大分県臼杵市は、2005年の合併以来、『市民の健康、とくに子どもの健康に「食」から取り組む』ために、学校給食に有機農産物(ほんまもんの野菜)を導入しています。
これは、有機農業推進法(2006年12月施行)に先立つ施策で、2009年10月には「臼杵市有機農業推進計画」を策定し、地産地消、地域の風土を活かした農業の推進と、生産者と消費者の相互理解による有機農業の推進に取り組んでいます。

土づくりを基本に有機農業を推進

「臼杵市土づくりセンター」(見出し写真)で製造する草木を主原料とした完熟堆肥「うすき夢堆肥」による土づくりを基本とした環境保全型農業・有機農業を進めています。
ほんまもん農産物認証制度」を制定し、うすき夢堆肥などの完熟堆肥で土づくりを行い、化学肥料と農薬を使わずに生産された農産物を市長が認証し、市民の健康増進と持続可能な農業の確立を目指しています。

有機の里うすき「ほんまもん農産物」ウェブサイトより

学校給食に「ほんまもん農産物」を

2000年に合併前の臼杵市で、学校給食を自校方式からセンター方式に変更したことがきっかけになりました。
自校方式を続けてほしいという住民運動もあり、当時の後藤國利市長による「センター方式への移行を機に、自校方式より質の良い給食にしていこう」という方針のもと、今まで以上に地域の旬の野菜を使っていくために「給食畑の野菜」と命名し地産地消の給食を始めました。
当初から有機農産物を想定していたのではなく、「おじいちゃんおばあちゃんが家でお孫さんに食べさせる野菜をそのまま給食に持ってきてもらう」という考え方で、地元の農家が作った野菜を学校給食に使うことを目指しました。

地元農家の理解を得ながら有機農業を推進

地産地消の有機農業を推進するために、地元の直売所に野菜を出荷している小規模農家を中心に有機農業を勧めました。
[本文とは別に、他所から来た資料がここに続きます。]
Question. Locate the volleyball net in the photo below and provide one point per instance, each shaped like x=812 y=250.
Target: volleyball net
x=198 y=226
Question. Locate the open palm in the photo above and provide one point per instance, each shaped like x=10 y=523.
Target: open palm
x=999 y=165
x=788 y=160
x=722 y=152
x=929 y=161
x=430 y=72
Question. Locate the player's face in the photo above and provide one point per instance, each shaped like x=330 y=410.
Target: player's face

そして2008年、国の有機農業推進事業への応募をきっかけに「給食畑の野菜」有機農業推進協議会を立ち上げ、化学肥料、合成農薬を使わない野菜を学校給食に使っていくことにし、価格も市販の25%増で取り扱うことを農家と農協と市で決めました。
慣行農業、専業農家の方々には、「なぜ臼杵市が有機農業を推進していくのか」を説明し、慣行農家、有機農家の分け隔てなく市の農業施策を実施しました。
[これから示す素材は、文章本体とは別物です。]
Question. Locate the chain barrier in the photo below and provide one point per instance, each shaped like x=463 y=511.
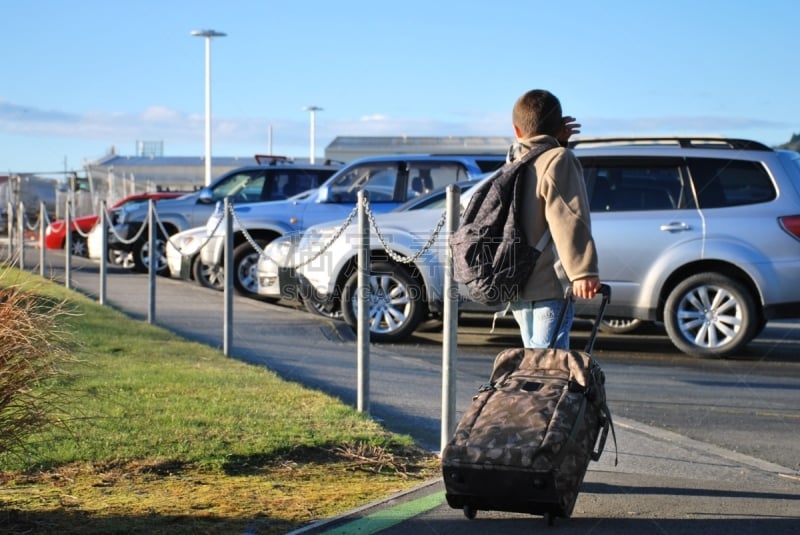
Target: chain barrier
x=169 y=238
x=129 y=241
x=78 y=230
x=35 y=226
x=400 y=258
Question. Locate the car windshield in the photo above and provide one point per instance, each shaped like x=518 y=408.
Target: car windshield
x=435 y=199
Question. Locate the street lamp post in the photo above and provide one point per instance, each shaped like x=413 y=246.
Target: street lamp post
x=312 y=110
x=208 y=34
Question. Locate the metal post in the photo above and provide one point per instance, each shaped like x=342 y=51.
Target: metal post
x=10 y=223
x=450 y=338
x=103 y=251
x=363 y=305
x=68 y=245
x=227 y=334
x=42 y=219
x=151 y=265
x=21 y=231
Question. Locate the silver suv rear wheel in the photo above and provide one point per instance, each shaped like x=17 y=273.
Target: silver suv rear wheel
x=710 y=315
x=395 y=303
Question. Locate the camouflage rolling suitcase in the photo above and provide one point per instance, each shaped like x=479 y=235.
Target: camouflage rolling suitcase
x=525 y=442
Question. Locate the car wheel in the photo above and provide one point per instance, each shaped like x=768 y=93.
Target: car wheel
x=710 y=315
x=326 y=310
x=245 y=268
x=123 y=259
x=616 y=325
x=208 y=276
x=141 y=256
x=79 y=247
x=394 y=300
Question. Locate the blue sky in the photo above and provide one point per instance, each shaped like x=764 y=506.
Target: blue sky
x=79 y=77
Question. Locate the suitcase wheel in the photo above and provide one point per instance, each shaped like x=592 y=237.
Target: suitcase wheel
x=470 y=512
x=550 y=518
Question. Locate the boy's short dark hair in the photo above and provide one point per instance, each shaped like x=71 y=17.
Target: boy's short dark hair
x=538 y=112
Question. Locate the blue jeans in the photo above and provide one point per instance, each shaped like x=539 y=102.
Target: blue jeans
x=538 y=321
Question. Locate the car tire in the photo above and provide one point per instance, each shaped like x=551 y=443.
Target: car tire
x=141 y=256
x=245 y=264
x=395 y=302
x=212 y=277
x=79 y=247
x=619 y=325
x=119 y=258
x=322 y=309
x=710 y=315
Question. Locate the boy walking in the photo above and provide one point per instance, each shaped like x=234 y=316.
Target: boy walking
x=554 y=198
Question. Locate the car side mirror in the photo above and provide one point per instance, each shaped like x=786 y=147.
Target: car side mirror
x=324 y=194
x=206 y=196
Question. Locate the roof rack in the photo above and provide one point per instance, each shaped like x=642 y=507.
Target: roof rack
x=270 y=159
x=683 y=141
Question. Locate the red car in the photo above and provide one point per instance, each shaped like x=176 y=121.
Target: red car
x=55 y=236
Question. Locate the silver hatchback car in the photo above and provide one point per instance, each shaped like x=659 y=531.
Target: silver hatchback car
x=702 y=234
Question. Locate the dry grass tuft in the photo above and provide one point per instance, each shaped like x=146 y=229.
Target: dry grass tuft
x=32 y=346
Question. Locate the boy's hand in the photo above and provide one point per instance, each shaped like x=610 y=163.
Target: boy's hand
x=586 y=288
x=568 y=129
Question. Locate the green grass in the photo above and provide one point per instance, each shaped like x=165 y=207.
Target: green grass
x=136 y=395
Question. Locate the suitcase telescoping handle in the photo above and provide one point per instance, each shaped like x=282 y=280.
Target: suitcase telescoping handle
x=605 y=292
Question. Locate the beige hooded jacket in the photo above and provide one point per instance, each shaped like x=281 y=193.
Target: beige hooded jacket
x=555 y=196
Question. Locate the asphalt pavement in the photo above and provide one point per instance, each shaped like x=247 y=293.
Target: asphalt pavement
x=663 y=483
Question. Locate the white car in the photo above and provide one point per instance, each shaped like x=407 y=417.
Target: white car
x=292 y=267
x=699 y=233
x=183 y=259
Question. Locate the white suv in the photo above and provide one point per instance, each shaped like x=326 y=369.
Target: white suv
x=702 y=234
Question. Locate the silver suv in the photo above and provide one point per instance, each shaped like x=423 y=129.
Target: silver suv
x=271 y=178
x=702 y=234
x=389 y=180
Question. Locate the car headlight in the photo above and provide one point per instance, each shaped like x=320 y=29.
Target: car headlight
x=315 y=239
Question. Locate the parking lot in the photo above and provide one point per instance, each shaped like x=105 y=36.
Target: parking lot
x=746 y=403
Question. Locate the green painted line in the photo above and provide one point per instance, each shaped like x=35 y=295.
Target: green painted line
x=387 y=518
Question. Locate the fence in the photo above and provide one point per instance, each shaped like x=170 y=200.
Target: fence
x=18 y=224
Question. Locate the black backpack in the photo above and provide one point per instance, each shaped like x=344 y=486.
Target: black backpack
x=491 y=255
臼杵市では、「有機の里づくり」を掲げて有機農産物の生産から消費までの支援体制を整えました。そして『食文化創造都市 臼杵』として、土づくりセンター、地域認証、学校給食を軸とした地元での販路確保、アンテナショップ、農産物の加工とブランド化などを通して、地産地消・循環型の有機農業を推進しています。

なぜ、自治体が主体となって有機農業を推進できたのか。
有機農業の推進を目的としたのではなく、結果として有機農業が推進できたと思います。

市長はじめ市職員、市会議員、農家、市民が共有できるコンセプトがはっきりしていることは、自治体が有機農業を推進するには大切です。